Le prophète Michée nous apprend lui-même, dès la première ligne de son·livre, qu’il était originaire de Moréšet (cf. 1, 6. Vulgate : Morasthiten), bourgade située dans la plaine maritime ou Šefélah, dans le royaume de Juda, non loin de Geth, et tout près de la frontière des Philistins (voyez l'Atl. Géogr., pl. 7).

On ne doit pas le confondre, comme on l’a fait quelquefois, avec son homonyme célèbre qui prophétisa sous le règne d’Achab, environ un siècle avant lui (cf. 3 Reg. 22, 8 et ss.).On ne sait absolument rien de sa vie.

L’époque de Michée est également marquée dans le titre de son livre. Il prophétisa sous le gouvernement des trois rois de Juda Joathan (758-741 av. J .-C.), Achaz (741-727), et Ézéchias (727-698); par conséquent, si l’on prend les dates extrêmes, de 758 à 698. Deux faits confirment ces données chronologiques du titre : Michée vécut avant la prise de Samarie (en 722), qu'il prédit (cf 1, 6-7); Jérémie cite un oracle de lui, qu’il rattache au règne d’Ézéchias (Jer. 26, 18). Il fut donc contemporain d’Osée et d’Isaïe; mais ces deux prophètes avaient inauguré leur ministère dès le règne d’Ozias, père de Joathan (cf. Is. 1,1; Os. 1, 1). Michée a plus d’un trait commun avec Isaïe, dont il fut le digne collaborateur; « il a sous les yeux le même tableau moral et social, et il censure les mêmes désordres (comparez les coïncidences suivantes, qui sont comme des échos réciproques : Mich. 2, 11 et Is. 28, 7; Mich. 3, 5-7 et Is. 29, 9-12; Mich. 3, 12 et Is. 31, 13; Mich. 4, 1-3 et Is. 2, 2-5; Mich. 5, 2-4 et Is. 7, 14; 9, 15; Mich. 5, 9-14 et Is. 2, 6-17; Mich. 7, 7 et Is. 8, 17; Mich. 7, 12 et Is. 11, 11, etc.).

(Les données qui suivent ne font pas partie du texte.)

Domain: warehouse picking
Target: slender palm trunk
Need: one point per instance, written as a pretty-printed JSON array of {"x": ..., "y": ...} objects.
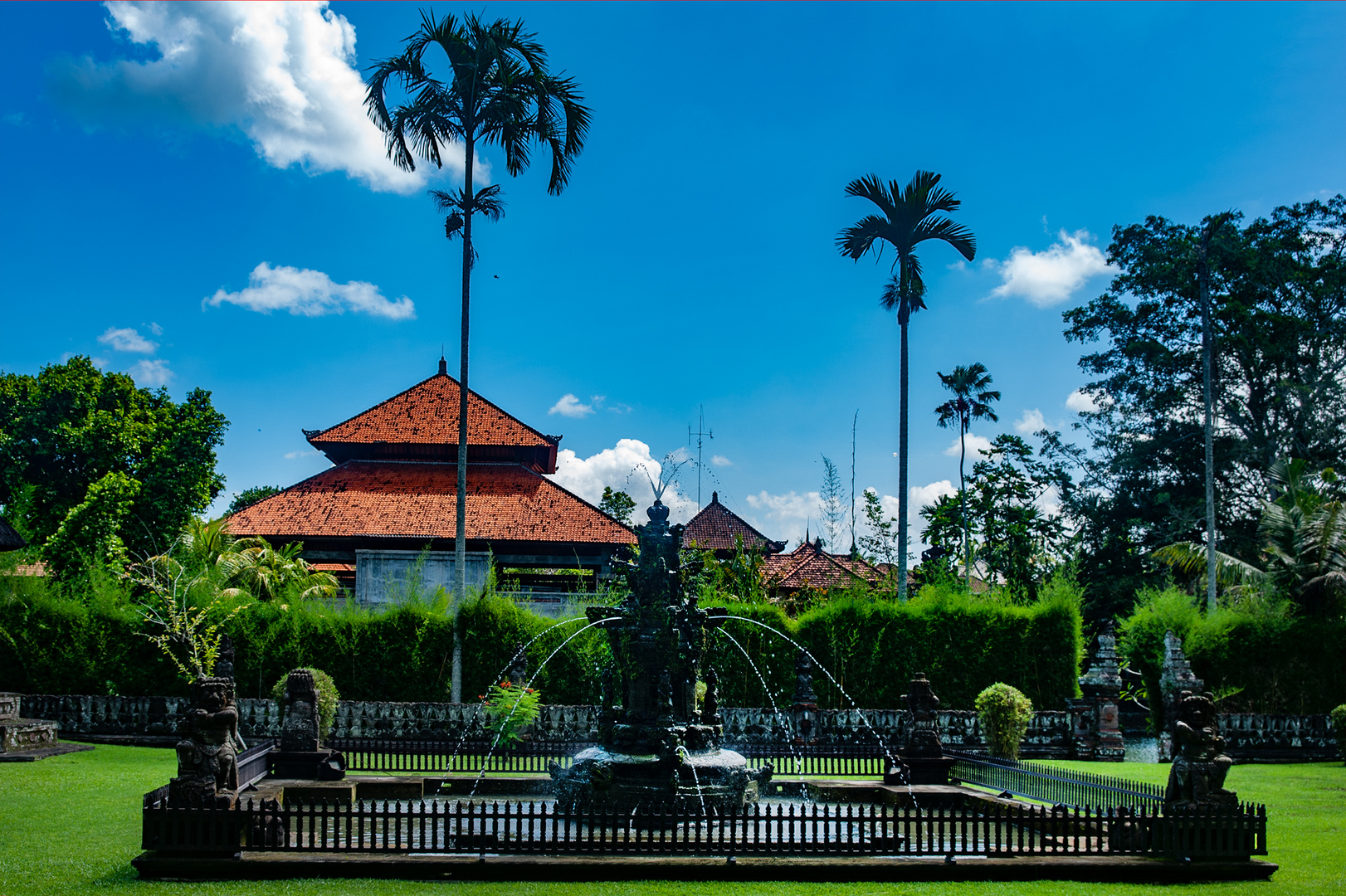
[
  {"x": 963, "y": 499},
  {"x": 1207, "y": 350},
  {"x": 904, "y": 319},
  {"x": 456, "y": 693}
]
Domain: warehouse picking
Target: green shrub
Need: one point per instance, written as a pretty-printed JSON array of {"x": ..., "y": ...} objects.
[
  {"x": 510, "y": 707},
  {"x": 1253, "y": 649},
  {"x": 327, "y": 697},
  {"x": 1004, "y": 714}
]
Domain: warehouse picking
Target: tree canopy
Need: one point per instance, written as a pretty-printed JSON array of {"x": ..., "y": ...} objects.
[
  {"x": 89, "y": 451},
  {"x": 1279, "y": 316}
]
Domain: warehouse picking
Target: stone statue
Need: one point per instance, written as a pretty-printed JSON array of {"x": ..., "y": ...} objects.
[
  {"x": 924, "y": 761},
  {"x": 1197, "y": 778},
  {"x": 925, "y": 718},
  {"x": 206, "y": 759},
  {"x": 805, "y": 707},
  {"x": 300, "y": 752},
  {"x": 299, "y": 729}
]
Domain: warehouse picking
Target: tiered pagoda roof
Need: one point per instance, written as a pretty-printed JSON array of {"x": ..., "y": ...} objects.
[
  {"x": 396, "y": 478},
  {"x": 422, "y": 424},
  {"x": 808, "y": 567},
  {"x": 718, "y": 528},
  {"x": 409, "y": 499}
]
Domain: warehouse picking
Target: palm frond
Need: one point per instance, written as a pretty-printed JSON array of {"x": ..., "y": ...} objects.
[{"x": 1190, "y": 558}]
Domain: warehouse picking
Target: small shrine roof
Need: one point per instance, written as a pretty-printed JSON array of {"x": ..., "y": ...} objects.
[
  {"x": 811, "y": 567},
  {"x": 718, "y": 526}
]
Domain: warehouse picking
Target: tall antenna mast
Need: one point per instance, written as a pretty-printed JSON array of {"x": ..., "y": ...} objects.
[
  {"x": 700, "y": 431},
  {"x": 854, "y": 421}
]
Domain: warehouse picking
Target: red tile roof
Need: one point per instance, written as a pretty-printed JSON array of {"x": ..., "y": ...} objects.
[
  {"x": 716, "y": 526},
  {"x": 381, "y": 498},
  {"x": 427, "y": 415},
  {"x": 811, "y": 567}
]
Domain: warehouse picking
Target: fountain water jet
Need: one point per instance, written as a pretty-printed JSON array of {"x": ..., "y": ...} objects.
[{"x": 656, "y": 747}]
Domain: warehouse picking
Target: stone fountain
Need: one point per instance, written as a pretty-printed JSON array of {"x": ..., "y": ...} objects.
[{"x": 657, "y": 748}]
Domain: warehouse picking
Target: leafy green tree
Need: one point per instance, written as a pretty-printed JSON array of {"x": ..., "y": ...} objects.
[
  {"x": 71, "y": 426},
  {"x": 1303, "y": 534},
  {"x": 1021, "y": 541},
  {"x": 908, "y": 218},
  {"x": 1278, "y": 348},
  {"x": 618, "y": 504},
  {"x": 249, "y": 497},
  {"x": 498, "y": 92},
  {"x": 972, "y": 398},
  {"x": 880, "y": 545},
  {"x": 89, "y": 537}
]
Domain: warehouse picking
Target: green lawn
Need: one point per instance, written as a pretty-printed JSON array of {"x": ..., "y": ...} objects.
[{"x": 71, "y": 825}]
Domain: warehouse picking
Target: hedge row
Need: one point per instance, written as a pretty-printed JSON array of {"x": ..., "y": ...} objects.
[
  {"x": 1255, "y": 657},
  {"x": 871, "y": 649}
]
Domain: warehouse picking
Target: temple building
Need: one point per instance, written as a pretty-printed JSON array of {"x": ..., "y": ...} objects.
[
  {"x": 387, "y": 512},
  {"x": 719, "y": 529},
  {"x": 811, "y": 568}
]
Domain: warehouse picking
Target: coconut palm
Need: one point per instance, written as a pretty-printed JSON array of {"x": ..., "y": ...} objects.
[
  {"x": 909, "y": 217},
  {"x": 971, "y": 402},
  {"x": 497, "y": 92},
  {"x": 1303, "y": 536}
]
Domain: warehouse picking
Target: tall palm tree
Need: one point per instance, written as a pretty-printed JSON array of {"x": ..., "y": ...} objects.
[
  {"x": 909, "y": 217},
  {"x": 498, "y": 92},
  {"x": 972, "y": 398}
]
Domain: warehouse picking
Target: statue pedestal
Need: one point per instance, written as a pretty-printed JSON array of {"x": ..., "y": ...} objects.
[{"x": 307, "y": 764}]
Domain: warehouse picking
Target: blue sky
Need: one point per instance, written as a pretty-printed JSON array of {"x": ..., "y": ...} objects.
[{"x": 170, "y": 173}]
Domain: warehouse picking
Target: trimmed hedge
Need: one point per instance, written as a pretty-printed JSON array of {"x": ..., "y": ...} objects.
[
  {"x": 1259, "y": 657},
  {"x": 872, "y": 647}
]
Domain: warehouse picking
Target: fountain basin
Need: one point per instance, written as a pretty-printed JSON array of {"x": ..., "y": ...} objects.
[{"x": 684, "y": 779}]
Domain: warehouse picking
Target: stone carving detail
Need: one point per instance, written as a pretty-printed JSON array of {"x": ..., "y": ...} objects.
[
  {"x": 207, "y": 764},
  {"x": 1097, "y": 716},
  {"x": 656, "y": 747},
  {"x": 925, "y": 718},
  {"x": 299, "y": 731},
  {"x": 1197, "y": 778},
  {"x": 1174, "y": 679},
  {"x": 924, "y": 761}
]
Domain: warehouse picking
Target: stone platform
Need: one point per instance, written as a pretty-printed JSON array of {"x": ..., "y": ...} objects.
[
  {"x": 695, "y": 868},
  {"x": 25, "y": 740}
]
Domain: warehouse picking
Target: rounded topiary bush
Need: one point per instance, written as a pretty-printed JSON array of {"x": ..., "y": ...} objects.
[
  {"x": 1339, "y": 718},
  {"x": 1004, "y": 714},
  {"x": 327, "y": 697}
]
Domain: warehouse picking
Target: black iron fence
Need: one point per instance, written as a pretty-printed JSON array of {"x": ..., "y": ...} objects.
[
  {"x": 446, "y": 757},
  {"x": 783, "y": 829},
  {"x": 1047, "y": 783}
]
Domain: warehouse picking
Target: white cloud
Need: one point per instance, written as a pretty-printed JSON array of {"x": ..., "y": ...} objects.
[
  {"x": 787, "y": 517},
  {"x": 569, "y": 407},
  {"x": 1080, "y": 402},
  {"x": 1030, "y": 423},
  {"x": 128, "y": 339},
  {"x": 623, "y": 469},
  {"x": 281, "y": 73},
  {"x": 1049, "y": 277},
  {"x": 151, "y": 372},
  {"x": 311, "y": 294},
  {"x": 975, "y": 446}
]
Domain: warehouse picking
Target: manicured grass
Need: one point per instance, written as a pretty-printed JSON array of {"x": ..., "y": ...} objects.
[{"x": 71, "y": 825}]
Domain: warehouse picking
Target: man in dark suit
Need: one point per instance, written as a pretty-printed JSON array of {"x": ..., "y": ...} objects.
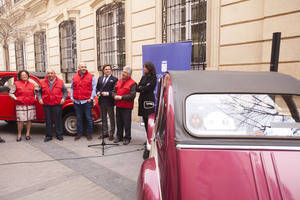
[{"x": 104, "y": 88}]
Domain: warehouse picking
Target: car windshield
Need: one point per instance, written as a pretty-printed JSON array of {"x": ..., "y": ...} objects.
[{"x": 242, "y": 115}]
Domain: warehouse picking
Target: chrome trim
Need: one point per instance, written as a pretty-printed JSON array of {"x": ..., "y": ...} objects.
[{"x": 252, "y": 147}]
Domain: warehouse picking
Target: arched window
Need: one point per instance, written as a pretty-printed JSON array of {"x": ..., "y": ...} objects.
[
  {"x": 111, "y": 36},
  {"x": 19, "y": 53},
  {"x": 186, "y": 20},
  {"x": 40, "y": 51},
  {"x": 68, "y": 49}
]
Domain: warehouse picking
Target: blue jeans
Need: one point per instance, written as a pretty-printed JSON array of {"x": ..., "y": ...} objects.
[
  {"x": 84, "y": 109},
  {"x": 53, "y": 112}
]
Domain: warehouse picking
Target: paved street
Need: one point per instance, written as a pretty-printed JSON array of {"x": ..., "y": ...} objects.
[{"x": 67, "y": 169}]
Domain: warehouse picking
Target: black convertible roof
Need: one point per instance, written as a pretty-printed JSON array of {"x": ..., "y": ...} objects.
[
  {"x": 185, "y": 83},
  {"x": 233, "y": 82}
]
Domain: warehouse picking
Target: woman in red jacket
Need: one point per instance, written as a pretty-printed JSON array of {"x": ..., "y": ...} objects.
[{"x": 23, "y": 93}]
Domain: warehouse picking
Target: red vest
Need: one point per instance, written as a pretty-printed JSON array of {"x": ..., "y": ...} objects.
[
  {"x": 54, "y": 96},
  {"x": 82, "y": 86},
  {"x": 24, "y": 93},
  {"x": 122, "y": 88}
]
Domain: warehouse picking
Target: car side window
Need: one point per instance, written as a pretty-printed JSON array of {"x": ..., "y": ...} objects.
[{"x": 6, "y": 83}]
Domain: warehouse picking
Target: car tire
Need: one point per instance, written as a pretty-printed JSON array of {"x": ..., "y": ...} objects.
[{"x": 69, "y": 124}]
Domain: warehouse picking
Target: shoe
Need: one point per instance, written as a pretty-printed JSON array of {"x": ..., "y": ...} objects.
[
  {"x": 126, "y": 142},
  {"x": 117, "y": 140},
  {"x": 111, "y": 138},
  {"x": 1, "y": 140},
  {"x": 89, "y": 137},
  {"x": 101, "y": 136},
  {"x": 47, "y": 139},
  {"x": 146, "y": 154},
  {"x": 19, "y": 139},
  {"x": 77, "y": 137}
]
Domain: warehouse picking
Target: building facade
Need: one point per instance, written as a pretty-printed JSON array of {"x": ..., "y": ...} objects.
[{"x": 226, "y": 34}]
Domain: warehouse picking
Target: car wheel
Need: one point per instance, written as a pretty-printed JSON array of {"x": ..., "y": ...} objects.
[{"x": 69, "y": 124}]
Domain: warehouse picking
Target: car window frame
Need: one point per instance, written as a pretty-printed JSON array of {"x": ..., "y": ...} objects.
[{"x": 231, "y": 136}]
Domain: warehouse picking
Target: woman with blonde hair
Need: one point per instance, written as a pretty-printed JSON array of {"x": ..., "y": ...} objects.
[{"x": 23, "y": 93}]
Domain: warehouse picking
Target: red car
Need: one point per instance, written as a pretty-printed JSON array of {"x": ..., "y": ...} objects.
[
  {"x": 8, "y": 111},
  {"x": 223, "y": 135}
]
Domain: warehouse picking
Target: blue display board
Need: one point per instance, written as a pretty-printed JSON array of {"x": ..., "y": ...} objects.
[{"x": 168, "y": 56}]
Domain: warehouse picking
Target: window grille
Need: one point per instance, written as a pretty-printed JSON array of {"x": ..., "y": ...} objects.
[
  {"x": 68, "y": 49},
  {"x": 111, "y": 37},
  {"x": 19, "y": 53},
  {"x": 2, "y": 6},
  {"x": 40, "y": 51},
  {"x": 184, "y": 20}
]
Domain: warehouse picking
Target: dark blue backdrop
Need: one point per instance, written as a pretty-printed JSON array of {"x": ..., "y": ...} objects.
[{"x": 168, "y": 56}]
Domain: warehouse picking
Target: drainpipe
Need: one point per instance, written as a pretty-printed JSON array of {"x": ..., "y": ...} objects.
[{"x": 275, "y": 52}]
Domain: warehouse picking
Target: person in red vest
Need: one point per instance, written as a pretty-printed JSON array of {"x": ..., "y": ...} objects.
[
  {"x": 83, "y": 92},
  {"x": 52, "y": 95},
  {"x": 23, "y": 93},
  {"x": 124, "y": 94}
]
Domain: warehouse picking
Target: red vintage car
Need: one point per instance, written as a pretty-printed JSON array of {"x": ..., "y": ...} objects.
[
  {"x": 223, "y": 135},
  {"x": 8, "y": 111}
]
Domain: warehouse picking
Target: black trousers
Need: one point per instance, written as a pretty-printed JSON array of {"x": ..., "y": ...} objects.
[
  {"x": 145, "y": 119},
  {"x": 110, "y": 111},
  {"x": 53, "y": 112},
  {"x": 123, "y": 116}
]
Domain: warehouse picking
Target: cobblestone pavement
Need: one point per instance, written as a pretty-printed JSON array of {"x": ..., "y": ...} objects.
[{"x": 68, "y": 169}]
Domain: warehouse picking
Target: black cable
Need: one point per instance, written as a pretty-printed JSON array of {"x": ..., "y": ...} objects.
[{"x": 74, "y": 158}]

Le sujet et la division du livre. - Le livre de Michée, coulé d’un seul jet et remarquable par sa belle unité, n’est que le résumé d’une longue activité prophétique. Le prophète paraît l’avoir composé vers la fin de sa carrière, sous Ézéchias, arrangeant et organisant le tout d’après 1’ordre logique.

Le sujet est exprimé en termes généraux en tête du livre : Verbum Domini...super Samariam et Jerusalem (1,1). Michée s’adresse donc à tout Israël, aux deux royaumes représentés par leurs capitales; néanmoins, ses oracles concernent plus particulièrement le royaume de Juda, car ce n’est qu’en passant, et par manière d’exemple, qu’il s’occupe du royaume schismatique des dix tribus. Après avoir annoncé à Samarie sa ruine prochaine, au commencement de son écrit (1, 2-8), il cesse entièrement de s’occuper d’elle, et ne parle plus qu’à Jérusalem et à Juda.

Ce qu’il prédit aux habitants de Jérusalem et aux sujets du royaume légitime, c'est le châtiment que leurs crimes multiples leur attireront de la part du Seigneur justement irrité; mais il ne manque pas de prophétiser aussi que l'heure de la miséricorde et du pardon viendra ensuite, et que les restes du peuple, épargnés par la vengeance céleste, formeront une semence de laquelle la nation théocratique renaîtra, sainte et vigoureuse, pour jouir du bonheur apporté par le Messie. Le châtiment d’Israël coupable, et son futur rétablissement : tel est donc le thème du livre de Michée. Sous le rapport strictement prophétique, il se meut dans ce triple horizon : les Assyriens détruiront Samarie; les Chaldéens détruiront Jérusalem; le Messie viendra réparer toutes ces ruines.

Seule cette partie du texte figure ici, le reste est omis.